One way find out where to put the center of the force is by choosing a group of atoms in the protein close to the ligand, and doing a simulation with full ligand coupling, where the pull code is enabled, but with zero force. The pull code will then frequently output the coordinates of the ligand, from which an average position and an expected deviation can be calculated. This can then serve as a reference point for the location of the center of force for the pull code during the production runs, and the force constant of the pull code.

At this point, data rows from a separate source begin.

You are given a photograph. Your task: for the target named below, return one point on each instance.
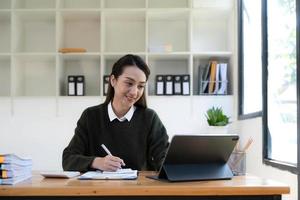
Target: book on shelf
(125, 174)
(223, 79)
(204, 78)
(217, 82)
(212, 77)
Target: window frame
(241, 114)
(266, 142)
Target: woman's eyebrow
(131, 79)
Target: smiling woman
(132, 132)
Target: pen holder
(237, 163)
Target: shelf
(80, 4)
(86, 65)
(34, 31)
(109, 61)
(174, 37)
(202, 62)
(34, 4)
(211, 32)
(5, 74)
(34, 76)
(124, 31)
(167, 66)
(168, 4)
(5, 32)
(5, 4)
(124, 3)
(80, 30)
(224, 4)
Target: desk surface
(239, 185)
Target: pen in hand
(109, 153)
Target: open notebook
(125, 173)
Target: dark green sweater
(141, 143)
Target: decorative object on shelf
(72, 50)
(217, 120)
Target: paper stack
(126, 173)
(14, 169)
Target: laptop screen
(198, 149)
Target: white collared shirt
(112, 115)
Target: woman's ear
(112, 80)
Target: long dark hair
(117, 70)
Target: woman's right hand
(107, 163)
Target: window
(250, 59)
(280, 83)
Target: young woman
(133, 133)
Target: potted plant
(217, 120)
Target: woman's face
(129, 86)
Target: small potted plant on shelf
(217, 120)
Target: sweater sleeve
(158, 143)
(74, 158)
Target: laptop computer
(198, 157)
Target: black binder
(105, 84)
(198, 157)
(80, 86)
(160, 85)
(186, 84)
(177, 85)
(168, 85)
(71, 85)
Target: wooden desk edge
(238, 186)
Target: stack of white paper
(14, 169)
(119, 174)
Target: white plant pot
(218, 129)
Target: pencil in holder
(237, 163)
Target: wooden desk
(240, 187)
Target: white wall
(253, 128)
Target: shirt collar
(112, 115)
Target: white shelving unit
(172, 36)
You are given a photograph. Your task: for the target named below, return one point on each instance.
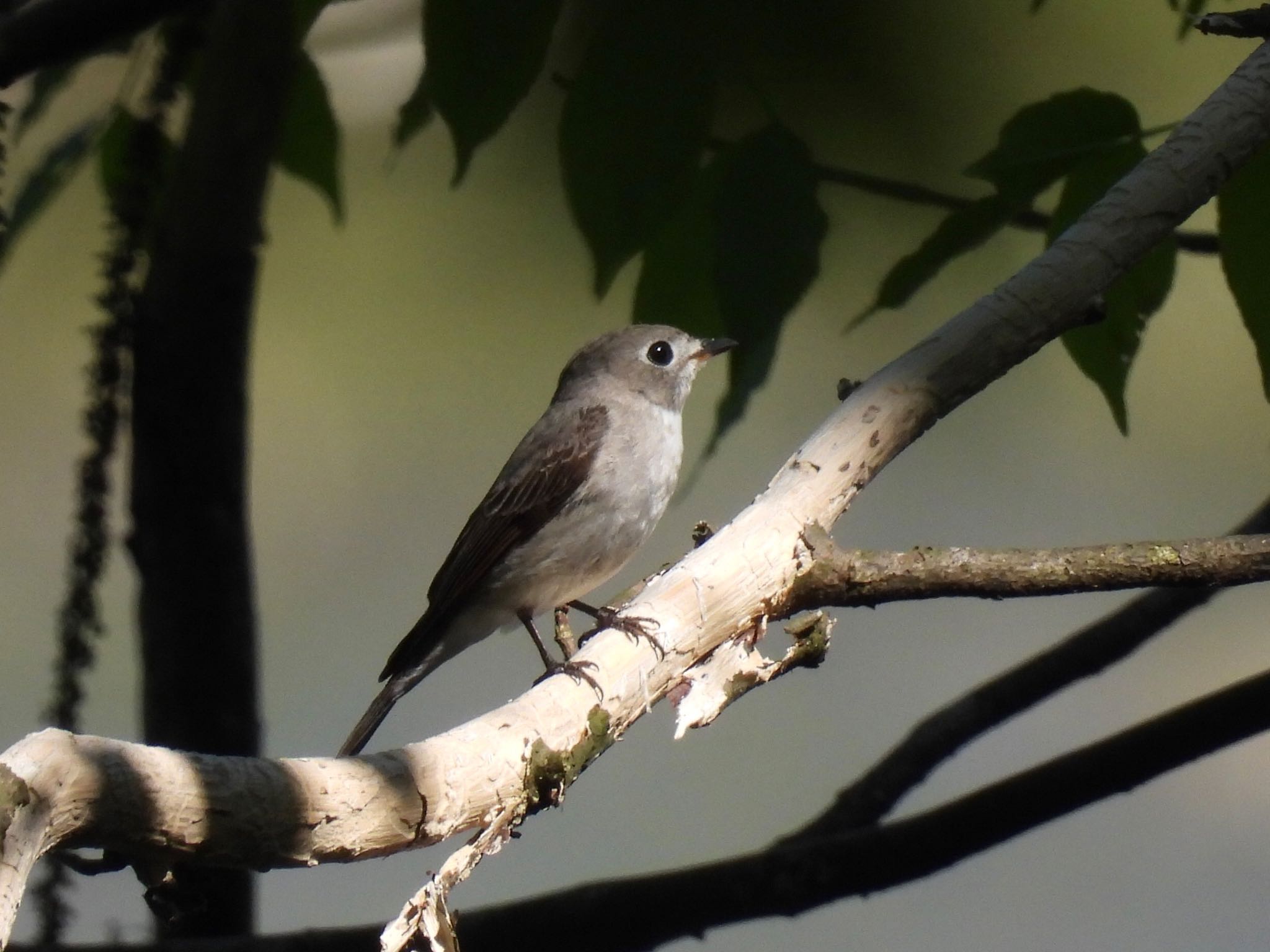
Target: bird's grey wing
(546, 469)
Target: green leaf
(1105, 352)
(482, 56)
(634, 125)
(1043, 141)
(677, 272)
(309, 146)
(769, 227)
(47, 178)
(1244, 226)
(1186, 22)
(959, 232)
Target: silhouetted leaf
(309, 145)
(414, 113)
(634, 123)
(43, 87)
(1244, 225)
(1038, 145)
(46, 179)
(1043, 141)
(959, 232)
(1105, 351)
(677, 272)
(481, 59)
(769, 227)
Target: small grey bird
(580, 493)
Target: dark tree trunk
(191, 539)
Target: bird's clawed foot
(636, 627)
(574, 669)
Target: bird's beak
(714, 347)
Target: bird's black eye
(660, 353)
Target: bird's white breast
(609, 518)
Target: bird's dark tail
(389, 695)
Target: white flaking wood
(155, 804)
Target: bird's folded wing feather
(544, 471)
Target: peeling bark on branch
(156, 803)
(853, 578)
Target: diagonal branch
(1203, 243)
(858, 578)
(799, 875)
(149, 801)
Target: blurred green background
(399, 358)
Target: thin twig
(854, 578)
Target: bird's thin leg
(574, 669)
(636, 627)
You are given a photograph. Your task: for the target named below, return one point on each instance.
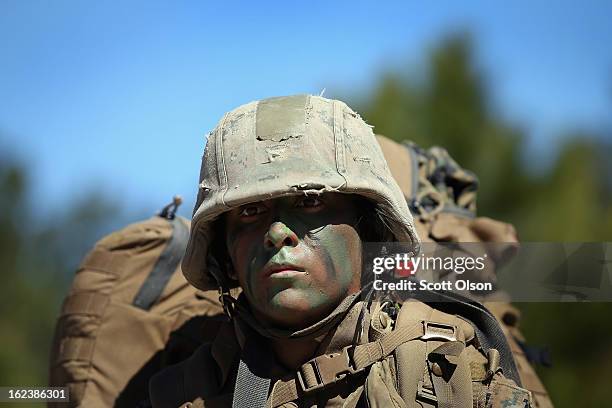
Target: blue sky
(117, 96)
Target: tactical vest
(422, 358)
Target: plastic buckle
(426, 394)
(439, 331)
(328, 369)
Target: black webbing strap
(252, 386)
(486, 326)
(166, 264)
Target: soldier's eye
(309, 202)
(252, 210)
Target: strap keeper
(439, 331)
(327, 369)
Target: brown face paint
(297, 258)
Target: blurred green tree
(450, 106)
(38, 254)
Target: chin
(296, 310)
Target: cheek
(242, 247)
(339, 252)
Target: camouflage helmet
(285, 146)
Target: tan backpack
(129, 313)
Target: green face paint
(296, 258)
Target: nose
(279, 235)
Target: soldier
(290, 189)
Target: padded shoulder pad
(415, 310)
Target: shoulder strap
(166, 264)
(488, 331)
(326, 370)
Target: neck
(292, 353)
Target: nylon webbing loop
(166, 264)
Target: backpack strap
(166, 264)
(326, 370)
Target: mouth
(282, 270)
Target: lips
(281, 269)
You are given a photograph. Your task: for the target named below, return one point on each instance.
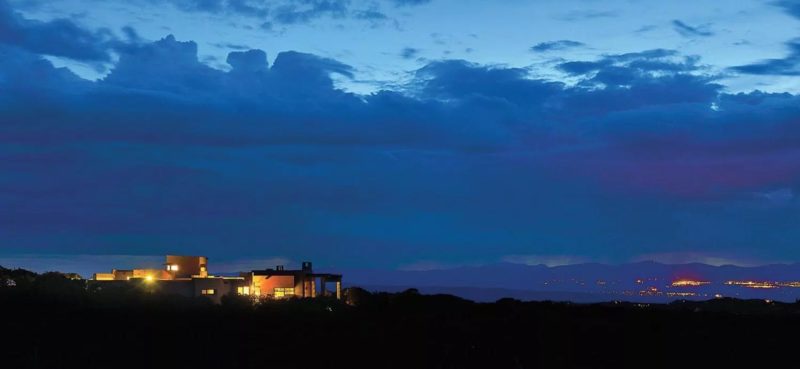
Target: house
(188, 276)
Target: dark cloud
(556, 45)
(686, 30)
(788, 66)
(59, 37)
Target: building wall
(267, 284)
(188, 266)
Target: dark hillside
(54, 323)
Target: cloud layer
(645, 153)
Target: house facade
(189, 276)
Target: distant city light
(689, 283)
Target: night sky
(408, 134)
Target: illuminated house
(188, 276)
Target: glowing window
(284, 291)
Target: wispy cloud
(686, 30)
(556, 45)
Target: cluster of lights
(689, 283)
(753, 284)
(681, 294)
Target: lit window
(284, 292)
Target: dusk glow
(399, 134)
(479, 184)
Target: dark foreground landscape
(51, 321)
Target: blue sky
(401, 133)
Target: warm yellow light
(688, 283)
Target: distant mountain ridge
(604, 281)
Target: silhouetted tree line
(56, 320)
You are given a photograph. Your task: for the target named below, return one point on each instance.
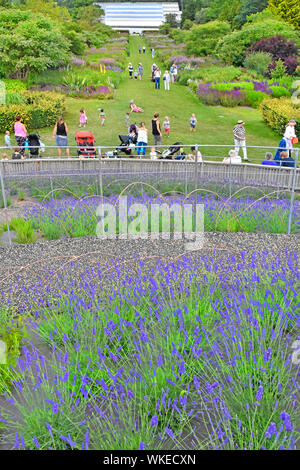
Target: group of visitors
(137, 72)
(168, 76)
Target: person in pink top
(83, 118)
(20, 134)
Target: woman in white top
(167, 78)
(157, 75)
(233, 158)
(290, 134)
(142, 139)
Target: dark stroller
(86, 144)
(172, 151)
(34, 144)
(127, 144)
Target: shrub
(277, 69)
(277, 113)
(232, 48)
(277, 46)
(259, 62)
(39, 109)
(291, 64)
(202, 39)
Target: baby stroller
(172, 151)
(34, 145)
(86, 144)
(127, 144)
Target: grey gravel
(46, 261)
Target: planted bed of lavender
(75, 217)
(197, 355)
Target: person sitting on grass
(17, 155)
(269, 160)
(286, 161)
(233, 158)
(135, 108)
(191, 156)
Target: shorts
(62, 141)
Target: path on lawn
(215, 123)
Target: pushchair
(174, 149)
(86, 144)
(34, 145)
(127, 144)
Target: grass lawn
(214, 126)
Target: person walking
(130, 69)
(142, 139)
(193, 122)
(156, 131)
(60, 132)
(20, 134)
(239, 134)
(166, 79)
(141, 71)
(82, 118)
(166, 125)
(157, 75)
(290, 135)
(7, 139)
(175, 71)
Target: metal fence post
(185, 175)
(230, 174)
(100, 174)
(195, 186)
(4, 203)
(293, 193)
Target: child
(130, 69)
(153, 154)
(127, 120)
(102, 116)
(16, 155)
(193, 122)
(7, 139)
(83, 118)
(166, 125)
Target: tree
(248, 8)
(202, 39)
(188, 24)
(231, 48)
(30, 43)
(289, 10)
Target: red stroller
(86, 144)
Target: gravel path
(24, 265)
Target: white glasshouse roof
(138, 16)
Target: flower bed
(138, 364)
(246, 93)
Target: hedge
(278, 112)
(40, 109)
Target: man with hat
(239, 134)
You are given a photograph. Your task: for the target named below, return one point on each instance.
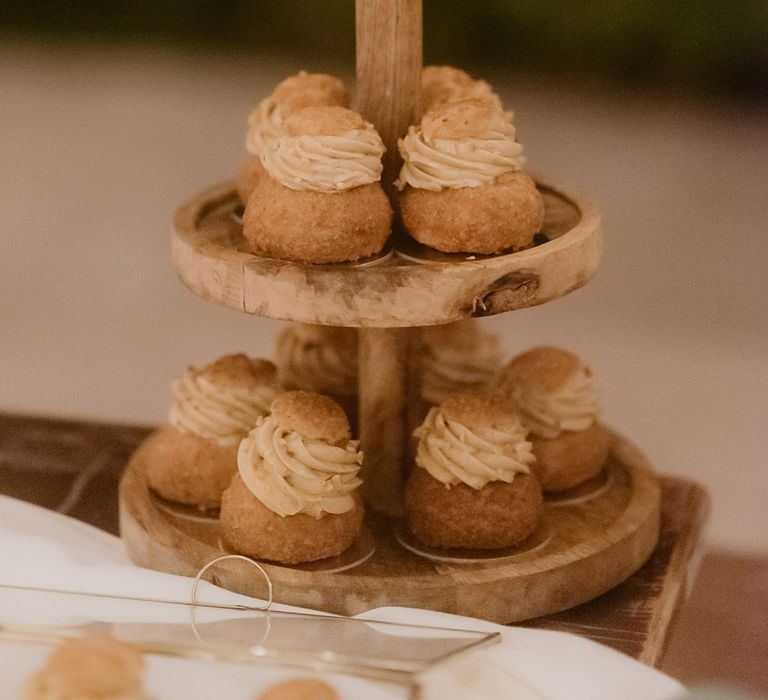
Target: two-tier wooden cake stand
(590, 545)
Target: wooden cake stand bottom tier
(593, 546)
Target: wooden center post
(389, 57)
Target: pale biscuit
(95, 665)
(323, 121)
(317, 227)
(498, 515)
(544, 367)
(470, 118)
(299, 689)
(239, 370)
(500, 216)
(250, 528)
(570, 459)
(479, 411)
(311, 415)
(185, 468)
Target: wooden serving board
(412, 286)
(594, 545)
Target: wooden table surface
(73, 467)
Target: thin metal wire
(241, 557)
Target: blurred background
(114, 112)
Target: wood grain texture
(388, 58)
(388, 380)
(415, 287)
(42, 460)
(594, 547)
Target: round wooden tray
(594, 545)
(410, 285)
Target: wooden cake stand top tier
(408, 285)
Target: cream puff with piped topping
(192, 460)
(472, 486)
(457, 357)
(92, 667)
(323, 201)
(294, 498)
(462, 186)
(556, 396)
(265, 122)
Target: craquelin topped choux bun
(265, 123)
(294, 498)
(462, 185)
(321, 359)
(92, 667)
(443, 84)
(472, 485)
(192, 460)
(323, 201)
(560, 405)
(457, 357)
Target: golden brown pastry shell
(316, 227)
(502, 215)
(249, 527)
(186, 468)
(498, 515)
(572, 458)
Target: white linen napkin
(41, 548)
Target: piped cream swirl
(291, 474)
(452, 453)
(447, 368)
(574, 406)
(217, 412)
(324, 162)
(439, 163)
(265, 124)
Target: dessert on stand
(474, 235)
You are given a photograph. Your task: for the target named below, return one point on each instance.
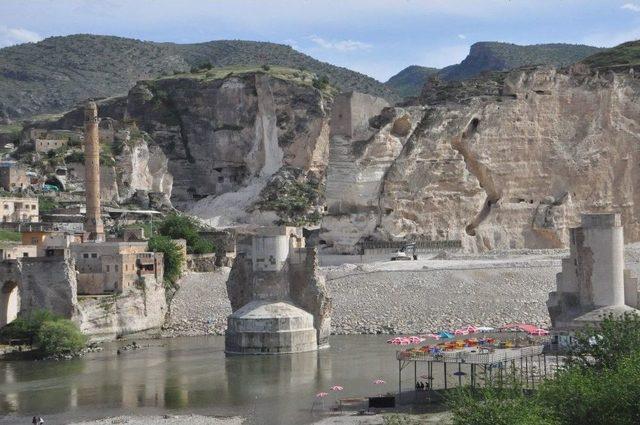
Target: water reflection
(192, 374)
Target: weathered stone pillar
(93, 222)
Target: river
(192, 375)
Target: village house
(113, 267)
(46, 145)
(14, 210)
(13, 178)
(47, 240)
(12, 250)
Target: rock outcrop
(509, 165)
(141, 308)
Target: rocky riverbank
(398, 297)
(165, 420)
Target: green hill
(56, 73)
(625, 54)
(409, 81)
(494, 56)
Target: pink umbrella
(434, 336)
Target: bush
(48, 331)
(178, 226)
(60, 336)
(75, 156)
(173, 258)
(599, 385)
(321, 83)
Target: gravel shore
(398, 297)
(164, 420)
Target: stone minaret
(93, 222)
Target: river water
(192, 375)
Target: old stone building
(13, 178)
(114, 267)
(279, 299)
(46, 145)
(47, 238)
(594, 282)
(12, 250)
(15, 210)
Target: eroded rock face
(134, 311)
(224, 138)
(510, 167)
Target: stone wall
(141, 308)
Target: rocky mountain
(221, 143)
(506, 161)
(56, 73)
(409, 81)
(494, 56)
(624, 55)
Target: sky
(375, 37)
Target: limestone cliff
(141, 308)
(213, 142)
(504, 162)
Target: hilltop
(494, 56)
(625, 54)
(409, 81)
(54, 74)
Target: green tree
(173, 257)
(60, 336)
(178, 226)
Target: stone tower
(593, 282)
(93, 222)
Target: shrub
(178, 226)
(75, 156)
(173, 258)
(321, 83)
(60, 336)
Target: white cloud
(11, 36)
(340, 45)
(445, 55)
(631, 6)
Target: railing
(467, 357)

Once the free energy has been calculated, care must be taken to correct for the fact that we have trapped our molecule. This can easily be done analytically.

**Optional Question**: Given a measured standard deviation in the location of the center of mass of our ligand, how do we choose the force constant for the pull code?

**Optional Question**: How do we correct for using the pull code: what is the contribution to the free energy of applying a quadratic potential to a molecule?